The police often find themselves in dangerous situations for no reason other than being police officers, and with over 200 instances of police being set up and ambushed each year, the constant threat of being targeted hangs over the head of each officer every day. Consequently, it is no wonder that there are so many officers in need of help, but why are mental issues often left untreated in the police force?
Fear of Job Security
While every day is a new step into a more accepting and open-minded world, there is still a palpable stigma around mental health – and this is particularly evident in the police force. The hyper-masculine environment, as it is often criticized as being, discourages officers from seeking help for non-physical issues.
A 2018 survey found that 76% of police officers had a lingering form of job-related stress while 90% admitted they felt there was a stigma attached to seeking help for emotional or behavioral complications. When this stigma takes root and becomes ingrained within the unit, the results can be truly disastrous.
A Hideous Cycle
In 2019, there were 228 cases of police officers dying by suicide across the United States, a total that has risen exponentially every year since 2016. To put this into context, this is twice as many deaths as those who died in the line of duty in 2019, with many more admitting to suicidal ideation, anxiety, PTSD, depression, mania, and panic attacks.
Many officers fear being diagnosed with conditions such as PTSD or anxiety may lead to their dismissal. With officers wanting – and needing – to perform their duties, this concern prevents them from seeking help, adding to their stress and creating a destructive cycle.

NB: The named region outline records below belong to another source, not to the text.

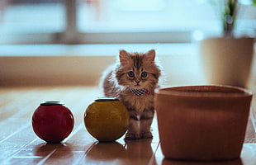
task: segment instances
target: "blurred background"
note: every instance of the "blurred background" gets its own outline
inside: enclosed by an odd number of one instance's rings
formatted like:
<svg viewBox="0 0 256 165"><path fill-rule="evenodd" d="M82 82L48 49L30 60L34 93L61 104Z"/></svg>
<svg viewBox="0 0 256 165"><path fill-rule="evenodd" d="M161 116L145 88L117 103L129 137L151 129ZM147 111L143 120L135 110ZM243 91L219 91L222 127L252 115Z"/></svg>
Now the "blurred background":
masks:
<svg viewBox="0 0 256 165"><path fill-rule="evenodd" d="M97 84L122 49L155 49L167 84L204 83L197 42L222 35L223 2L1 0L0 85ZM236 35L254 37L239 2Z"/></svg>
<svg viewBox="0 0 256 165"><path fill-rule="evenodd" d="M255 7L236 29L254 35ZM1 44L184 43L221 33L221 0L1 0Z"/></svg>

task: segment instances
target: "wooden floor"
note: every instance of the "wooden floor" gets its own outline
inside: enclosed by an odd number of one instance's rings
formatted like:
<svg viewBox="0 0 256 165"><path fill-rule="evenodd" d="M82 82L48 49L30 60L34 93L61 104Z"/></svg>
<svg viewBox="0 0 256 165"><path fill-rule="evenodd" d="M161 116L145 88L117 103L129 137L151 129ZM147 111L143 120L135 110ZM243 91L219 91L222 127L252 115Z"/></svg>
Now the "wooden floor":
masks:
<svg viewBox="0 0 256 165"><path fill-rule="evenodd" d="M86 107L102 96L97 87L0 87L0 164L256 164L256 135L249 122L241 158L189 163L164 159L157 122L153 139L98 143L83 125ZM45 101L62 101L71 109L75 127L63 144L47 144L31 128L31 116Z"/></svg>

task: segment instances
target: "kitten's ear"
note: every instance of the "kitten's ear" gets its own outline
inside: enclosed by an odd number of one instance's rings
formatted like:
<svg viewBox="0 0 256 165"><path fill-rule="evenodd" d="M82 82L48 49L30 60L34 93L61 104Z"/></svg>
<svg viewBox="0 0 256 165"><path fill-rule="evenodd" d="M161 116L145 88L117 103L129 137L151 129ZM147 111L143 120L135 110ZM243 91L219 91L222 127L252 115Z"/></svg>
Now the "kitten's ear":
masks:
<svg viewBox="0 0 256 165"><path fill-rule="evenodd" d="M154 61L154 57L155 57L155 50L150 50L146 53L146 59L150 62Z"/></svg>
<svg viewBox="0 0 256 165"><path fill-rule="evenodd" d="M120 63L121 64L126 64L126 62L129 60L130 57L128 55L128 53L126 50L121 50L119 52L119 59L120 59Z"/></svg>

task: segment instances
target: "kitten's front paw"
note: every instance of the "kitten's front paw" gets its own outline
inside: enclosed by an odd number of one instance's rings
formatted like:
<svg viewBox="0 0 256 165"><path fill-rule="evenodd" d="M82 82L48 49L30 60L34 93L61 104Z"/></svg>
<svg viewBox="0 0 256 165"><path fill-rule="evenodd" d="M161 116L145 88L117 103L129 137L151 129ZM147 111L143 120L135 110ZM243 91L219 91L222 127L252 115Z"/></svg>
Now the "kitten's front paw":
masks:
<svg viewBox="0 0 256 165"><path fill-rule="evenodd" d="M140 134L132 134L132 133L127 133L125 137L126 140L132 140L132 139L140 139Z"/></svg>
<svg viewBox="0 0 256 165"><path fill-rule="evenodd" d="M141 139L153 139L153 135L151 132L141 132L140 138Z"/></svg>

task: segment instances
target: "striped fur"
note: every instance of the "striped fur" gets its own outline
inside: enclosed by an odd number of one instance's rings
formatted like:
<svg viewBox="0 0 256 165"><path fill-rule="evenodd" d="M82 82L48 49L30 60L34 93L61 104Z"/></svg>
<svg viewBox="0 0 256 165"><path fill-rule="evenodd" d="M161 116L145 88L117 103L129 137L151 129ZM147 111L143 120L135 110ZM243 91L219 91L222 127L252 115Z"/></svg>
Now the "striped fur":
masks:
<svg viewBox="0 0 256 165"><path fill-rule="evenodd" d="M152 138L150 126L154 115L154 94L161 74L154 58L154 50L145 54L130 54L121 50L120 62L103 74L105 96L119 98L129 111L130 122L126 139ZM148 92L136 96L130 88L145 88Z"/></svg>

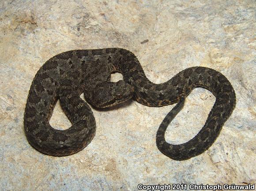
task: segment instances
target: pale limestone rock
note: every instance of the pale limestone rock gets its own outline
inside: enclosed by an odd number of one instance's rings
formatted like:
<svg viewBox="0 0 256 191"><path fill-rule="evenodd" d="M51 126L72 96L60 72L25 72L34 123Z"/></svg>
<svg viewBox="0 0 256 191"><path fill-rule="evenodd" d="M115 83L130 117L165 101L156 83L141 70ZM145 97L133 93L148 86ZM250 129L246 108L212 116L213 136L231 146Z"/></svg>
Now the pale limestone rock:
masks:
<svg viewBox="0 0 256 191"><path fill-rule="evenodd" d="M136 190L139 184L255 183L256 4L253 0L1 1L1 190ZM96 135L75 154L56 158L32 148L23 117L39 67L68 50L108 47L134 52L147 77L157 83L195 66L224 74L237 103L212 146L188 160L169 158L156 147L155 136L173 106L151 108L131 100L109 110L93 109ZM207 90L193 91L168 129L168 141L181 143L196 135L215 100ZM70 125L58 104L50 122L60 129Z"/></svg>

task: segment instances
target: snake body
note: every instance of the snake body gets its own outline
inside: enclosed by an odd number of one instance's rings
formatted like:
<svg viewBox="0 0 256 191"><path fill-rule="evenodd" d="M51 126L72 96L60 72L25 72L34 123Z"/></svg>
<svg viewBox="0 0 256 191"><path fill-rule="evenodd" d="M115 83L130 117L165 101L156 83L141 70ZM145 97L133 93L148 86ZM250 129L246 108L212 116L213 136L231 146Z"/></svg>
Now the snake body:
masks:
<svg viewBox="0 0 256 191"><path fill-rule="evenodd" d="M120 72L123 80L109 81L111 73ZM187 143L172 145L165 139L167 127L182 109L185 99L196 87L206 88L216 101L200 132ZM159 150L175 160L185 160L207 150L218 136L236 103L232 86L220 73L192 67L159 84L146 77L131 52L121 48L76 50L63 52L48 60L39 69L30 87L25 110L25 134L39 151L53 156L75 153L93 138L96 123L89 106L79 96L98 107L108 107L133 97L154 107L178 103L167 114L157 133ZM64 130L49 124L56 101L72 123Z"/></svg>

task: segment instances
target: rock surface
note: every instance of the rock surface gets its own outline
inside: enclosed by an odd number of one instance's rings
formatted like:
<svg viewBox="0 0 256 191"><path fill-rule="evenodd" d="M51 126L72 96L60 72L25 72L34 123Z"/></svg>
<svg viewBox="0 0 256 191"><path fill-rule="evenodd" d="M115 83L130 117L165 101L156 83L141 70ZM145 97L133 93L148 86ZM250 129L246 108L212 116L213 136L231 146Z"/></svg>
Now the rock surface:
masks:
<svg viewBox="0 0 256 191"><path fill-rule="evenodd" d="M256 5L235 0L1 1L0 189L136 190L139 184L255 183ZM75 154L54 157L31 147L23 117L40 67L67 50L109 47L134 52L157 83L196 66L227 77L236 107L207 151L182 162L162 154L156 133L173 106L148 107L132 100L93 109L96 135ZM118 77L113 75L113 80ZM169 125L168 141L192 138L215 100L207 90L193 90ZM70 125L59 104L50 123L62 129Z"/></svg>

Much of this can be ascribed to the ‘warrior mentality’ embodied by officers, almost as if they wear a shield when they take to the streets as a way of removing themselves from the horrors they face. It is important to remember that being a warrior is not only a physical duty but also requires a spiritual and emotional support network from peers; it is just as important to reach out to others as it is to have others reach out to you.
Added Responsibility and Increased Stress
A 2020 paper in the Journal of Community Safety and Well-Being reported that the added responsibilities introduced to the public during Covid-19 resulted in increased stress on police across the world. With many cities going into quarantine and lockdown, it fell to the police to enforce the new rules of social distancing. In many places, this has been met with hostility from members of the public, with up to 30 officers a day in the UK being spat on by people claiming to be infected with the virus.

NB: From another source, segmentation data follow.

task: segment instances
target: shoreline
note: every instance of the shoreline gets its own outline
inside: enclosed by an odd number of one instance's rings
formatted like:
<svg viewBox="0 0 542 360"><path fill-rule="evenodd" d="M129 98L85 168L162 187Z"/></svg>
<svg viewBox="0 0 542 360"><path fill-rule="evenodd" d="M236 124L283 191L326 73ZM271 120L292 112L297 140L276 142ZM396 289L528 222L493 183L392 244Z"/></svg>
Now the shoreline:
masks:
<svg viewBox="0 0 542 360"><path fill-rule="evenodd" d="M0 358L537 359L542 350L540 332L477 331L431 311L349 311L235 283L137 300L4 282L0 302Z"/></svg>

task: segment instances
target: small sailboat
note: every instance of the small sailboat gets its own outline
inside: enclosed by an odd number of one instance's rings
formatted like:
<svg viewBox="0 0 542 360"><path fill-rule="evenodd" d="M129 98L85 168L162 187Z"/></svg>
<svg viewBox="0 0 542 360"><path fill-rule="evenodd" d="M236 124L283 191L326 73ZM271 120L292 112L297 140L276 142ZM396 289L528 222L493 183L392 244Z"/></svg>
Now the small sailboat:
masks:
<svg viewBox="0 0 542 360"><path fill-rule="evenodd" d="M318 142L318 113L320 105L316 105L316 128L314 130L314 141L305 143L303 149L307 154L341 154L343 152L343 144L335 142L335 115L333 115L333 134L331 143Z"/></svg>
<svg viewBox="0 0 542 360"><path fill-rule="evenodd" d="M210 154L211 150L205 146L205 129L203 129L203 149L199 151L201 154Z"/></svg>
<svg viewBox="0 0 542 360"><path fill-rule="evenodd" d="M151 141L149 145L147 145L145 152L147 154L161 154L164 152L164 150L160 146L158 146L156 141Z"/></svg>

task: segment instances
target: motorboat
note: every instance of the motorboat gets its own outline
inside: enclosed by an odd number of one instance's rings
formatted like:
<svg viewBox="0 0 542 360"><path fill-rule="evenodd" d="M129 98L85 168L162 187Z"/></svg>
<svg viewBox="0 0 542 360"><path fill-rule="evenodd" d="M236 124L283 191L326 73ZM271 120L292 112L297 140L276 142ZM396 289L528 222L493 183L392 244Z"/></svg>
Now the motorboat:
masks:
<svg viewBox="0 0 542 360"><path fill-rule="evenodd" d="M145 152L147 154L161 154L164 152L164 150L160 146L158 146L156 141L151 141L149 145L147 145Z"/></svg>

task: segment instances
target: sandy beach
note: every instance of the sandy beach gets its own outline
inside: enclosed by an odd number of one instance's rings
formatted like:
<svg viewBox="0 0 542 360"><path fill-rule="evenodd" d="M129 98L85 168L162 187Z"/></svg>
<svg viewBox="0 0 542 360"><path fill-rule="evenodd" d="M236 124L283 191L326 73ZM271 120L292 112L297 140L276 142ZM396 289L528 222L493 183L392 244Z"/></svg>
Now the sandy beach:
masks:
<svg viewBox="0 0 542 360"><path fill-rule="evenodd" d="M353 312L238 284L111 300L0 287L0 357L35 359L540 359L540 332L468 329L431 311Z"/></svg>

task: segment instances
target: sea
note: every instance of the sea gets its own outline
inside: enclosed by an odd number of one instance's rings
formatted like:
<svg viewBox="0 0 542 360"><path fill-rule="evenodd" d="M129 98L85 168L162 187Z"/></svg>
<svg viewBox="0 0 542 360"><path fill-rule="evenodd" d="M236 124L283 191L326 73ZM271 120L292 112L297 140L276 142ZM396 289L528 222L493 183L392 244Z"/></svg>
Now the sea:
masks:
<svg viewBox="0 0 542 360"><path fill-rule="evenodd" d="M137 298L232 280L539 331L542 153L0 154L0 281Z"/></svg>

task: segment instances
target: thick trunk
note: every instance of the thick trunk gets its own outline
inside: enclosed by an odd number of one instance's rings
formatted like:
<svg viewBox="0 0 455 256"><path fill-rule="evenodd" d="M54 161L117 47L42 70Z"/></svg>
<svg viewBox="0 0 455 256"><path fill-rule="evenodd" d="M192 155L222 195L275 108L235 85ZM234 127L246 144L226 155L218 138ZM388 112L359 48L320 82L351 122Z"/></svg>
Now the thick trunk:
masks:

Police officers, as well as other frontline workers such as paramedics and hospital staff, have faced a higher risk of contracting the virus. While most individuals were staying indoors, many officers were patrolling the streets for extended hours, increasing not only the chance of them catching coronavirus but also bringing it back home to their families. In return, increased time spent on duty has been recorded to have a detrimental effect on the mental health of the families themselves.
A New Department
Having been rocked by a number of police officers dying by suicide in recent weeks, Chicago Police Department has announced plans to introduce a Senior Advisor of Wellness to better coordinate access to mental health and support services. While this position has been in the works for months, recent events further underlined the need to offer more in the way of self-care for officers to prevent these incidents from repeating.
In 2017, the Department of Justice found that the Chicago Police Department’s Employee Assistance Program was severely understaffed and overwhelmed. There had only been 3 clinicians at the time, although this number has now increased to 13, indicating a step in the right direction.
While there are many more mental health services to be implemented in police departments across the country, it is bolstering to know that efforts are being made to prevent tragedies and ensure the health of officers. Until there are options for every officer, something as simple as asking a colleague, “Are you okay?” could be the difference between life and death. Never underestimate the benefit of reaching out to a colleague and friend.